Square-free Walks on Labelled Graphs

TL;DR

This paper characterizes when infinite square-free walks exist on labelled graphs and determines the minimal colourings needed to produce such walks, revealing structural graph properties that influence these conditions.

Contribution

It provides a complete characterization of graphs that admit infinite square-free walks and computes the minimal colour number for various graph classes.

Findings

Infinite square-free G-words exist iff G has no C3, C4, C5, P5, or K_{1,3} subgraph.

The colour number γ(G) is 3 for C3, C5, P5, and 4 for C4, K_{1,3}.
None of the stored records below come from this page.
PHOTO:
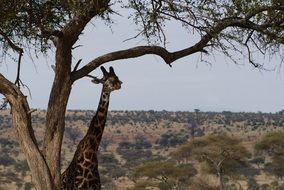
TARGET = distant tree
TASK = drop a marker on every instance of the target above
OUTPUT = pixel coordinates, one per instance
(172, 139)
(272, 145)
(240, 27)
(221, 155)
(169, 174)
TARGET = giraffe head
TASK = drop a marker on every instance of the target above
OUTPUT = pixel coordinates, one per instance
(110, 81)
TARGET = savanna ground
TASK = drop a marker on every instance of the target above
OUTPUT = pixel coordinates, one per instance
(159, 134)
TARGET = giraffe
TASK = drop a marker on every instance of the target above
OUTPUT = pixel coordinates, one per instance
(82, 173)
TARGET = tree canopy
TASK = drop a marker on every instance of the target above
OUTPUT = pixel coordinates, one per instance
(238, 27)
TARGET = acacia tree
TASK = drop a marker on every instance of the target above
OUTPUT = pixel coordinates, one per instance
(219, 154)
(232, 27)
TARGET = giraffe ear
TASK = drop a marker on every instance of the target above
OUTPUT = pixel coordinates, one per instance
(111, 71)
(104, 71)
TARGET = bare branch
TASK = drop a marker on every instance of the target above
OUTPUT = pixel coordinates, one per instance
(22, 123)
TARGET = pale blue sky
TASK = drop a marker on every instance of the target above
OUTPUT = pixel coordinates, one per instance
(148, 83)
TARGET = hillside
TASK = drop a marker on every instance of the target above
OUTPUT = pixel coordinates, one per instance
(158, 133)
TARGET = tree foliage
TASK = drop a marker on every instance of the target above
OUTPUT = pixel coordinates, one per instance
(168, 173)
(272, 145)
(220, 155)
(230, 27)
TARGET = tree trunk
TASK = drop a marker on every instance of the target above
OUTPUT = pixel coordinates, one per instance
(55, 118)
(21, 116)
(220, 176)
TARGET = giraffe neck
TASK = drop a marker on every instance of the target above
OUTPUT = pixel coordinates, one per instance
(98, 122)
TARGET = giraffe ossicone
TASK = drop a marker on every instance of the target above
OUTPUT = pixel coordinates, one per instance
(82, 173)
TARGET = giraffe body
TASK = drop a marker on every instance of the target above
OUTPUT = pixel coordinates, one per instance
(82, 173)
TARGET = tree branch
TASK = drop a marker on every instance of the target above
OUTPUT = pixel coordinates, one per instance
(21, 114)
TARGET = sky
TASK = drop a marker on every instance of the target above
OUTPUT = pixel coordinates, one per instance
(150, 84)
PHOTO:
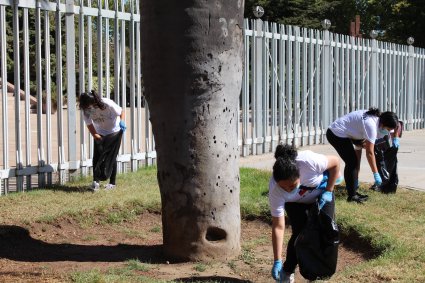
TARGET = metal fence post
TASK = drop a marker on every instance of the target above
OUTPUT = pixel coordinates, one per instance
(326, 106)
(257, 101)
(74, 163)
(410, 84)
(374, 71)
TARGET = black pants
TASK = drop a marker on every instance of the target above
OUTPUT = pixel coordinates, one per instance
(298, 214)
(345, 149)
(106, 151)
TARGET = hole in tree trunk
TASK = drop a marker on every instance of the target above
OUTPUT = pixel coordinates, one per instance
(215, 234)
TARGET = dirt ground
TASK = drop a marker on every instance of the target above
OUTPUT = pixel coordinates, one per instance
(42, 252)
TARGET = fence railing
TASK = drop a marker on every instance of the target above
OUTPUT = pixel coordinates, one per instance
(296, 81)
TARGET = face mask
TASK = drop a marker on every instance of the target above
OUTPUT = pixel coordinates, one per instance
(295, 191)
(383, 131)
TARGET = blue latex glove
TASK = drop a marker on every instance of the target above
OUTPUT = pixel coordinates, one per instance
(277, 268)
(123, 127)
(325, 197)
(377, 177)
(396, 142)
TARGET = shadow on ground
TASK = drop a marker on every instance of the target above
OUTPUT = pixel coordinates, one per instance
(17, 244)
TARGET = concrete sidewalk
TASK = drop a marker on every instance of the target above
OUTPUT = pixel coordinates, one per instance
(411, 160)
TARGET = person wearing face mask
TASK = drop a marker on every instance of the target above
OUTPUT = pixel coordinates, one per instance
(351, 133)
(299, 179)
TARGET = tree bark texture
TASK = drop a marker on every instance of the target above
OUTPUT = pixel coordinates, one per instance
(192, 71)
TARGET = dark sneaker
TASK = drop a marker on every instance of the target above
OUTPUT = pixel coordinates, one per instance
(362, 196)
(356, 199)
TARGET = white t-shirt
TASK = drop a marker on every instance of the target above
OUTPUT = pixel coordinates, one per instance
(104, 121)
(357, 126)
(311, 166)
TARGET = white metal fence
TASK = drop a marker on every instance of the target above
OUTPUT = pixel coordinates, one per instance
(296, 81)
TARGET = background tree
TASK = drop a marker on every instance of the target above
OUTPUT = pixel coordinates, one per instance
(398, 19)
(192, 66)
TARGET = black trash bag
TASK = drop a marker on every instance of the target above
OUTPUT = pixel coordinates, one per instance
(108, 148)
(386, 161)
(317, 246)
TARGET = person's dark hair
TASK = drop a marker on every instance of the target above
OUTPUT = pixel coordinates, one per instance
(285, 151)
(285, 169)
(388, 119)
(87, 99)
(373, 112)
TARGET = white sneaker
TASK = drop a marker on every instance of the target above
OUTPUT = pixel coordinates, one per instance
(95, 186)
(286, 277)
(109, 187)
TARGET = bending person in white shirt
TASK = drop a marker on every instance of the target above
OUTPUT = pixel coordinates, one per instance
(354, 131)
(298, 180)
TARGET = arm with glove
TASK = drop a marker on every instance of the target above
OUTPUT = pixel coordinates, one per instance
(370, 155)
(123, 127)
(278, 230)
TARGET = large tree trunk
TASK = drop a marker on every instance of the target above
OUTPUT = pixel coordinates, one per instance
(192, 70)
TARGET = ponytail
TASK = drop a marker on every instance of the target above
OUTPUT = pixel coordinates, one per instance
(285, 166)
(88, 99)
(373, 112)
(285, 169)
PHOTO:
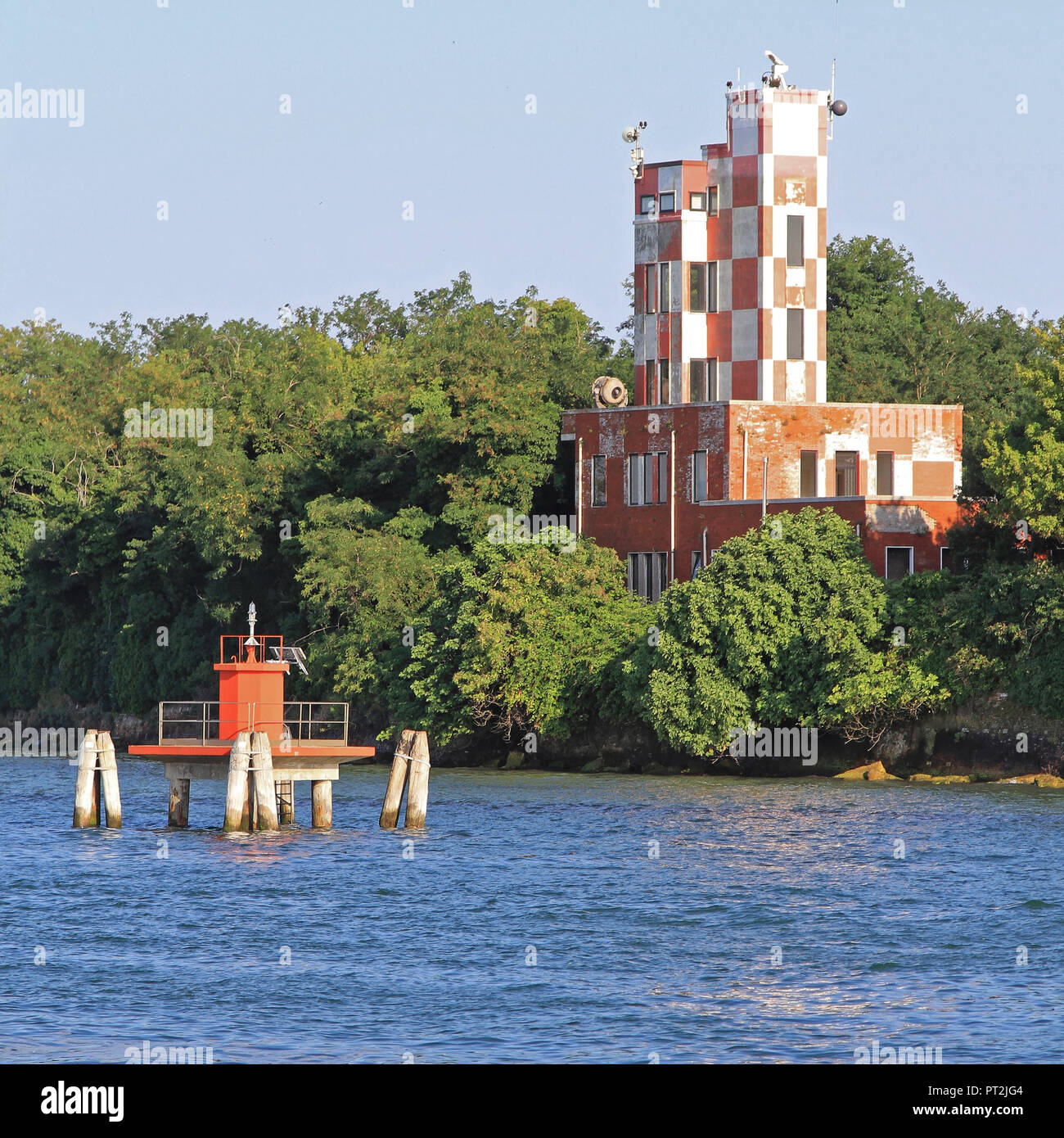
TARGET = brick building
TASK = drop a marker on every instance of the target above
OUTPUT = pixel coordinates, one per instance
(728, 416)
All graphs with at least five vertices have γ(G) ≤ 4.

Abstract

A finite or infinite word is called a $G$-word for a labelled graph $G$ on the vertex set $A_n = \{0,1,..., n-1\}$ if $w = i_1i_2...i_k \in A_n^*$, where each factor $i_ji_{j+1}$ is an edge of $E$, i.e, $w$ represents a walk in $G$. We show that there exists a square-free infinite $G$-word if and only if $G$ has no subgraph isomorphic to one of the cycles $C_3, \ C_4, \ C_5$, the path $P_5$ or the claw $K_{1,3}$. The colour number $\gamma(G)$ of a graph $G=(A_n,E)$ is the smallest integer $k$, if it exists, for which there exists a mapping $\phi\colon A_n \to A_k$ such that $\phi(w)$ is square-free for an infinite $G$-word $w$. We show that $\gamma(G)=3$ for $G=C_3, C_5, P_5$, but $\gamma(G)=4$ for $G=C_4, K_{1,3}$. In particular, $\gamma(G) \leq 4$ for all graphs that have at least five vertices.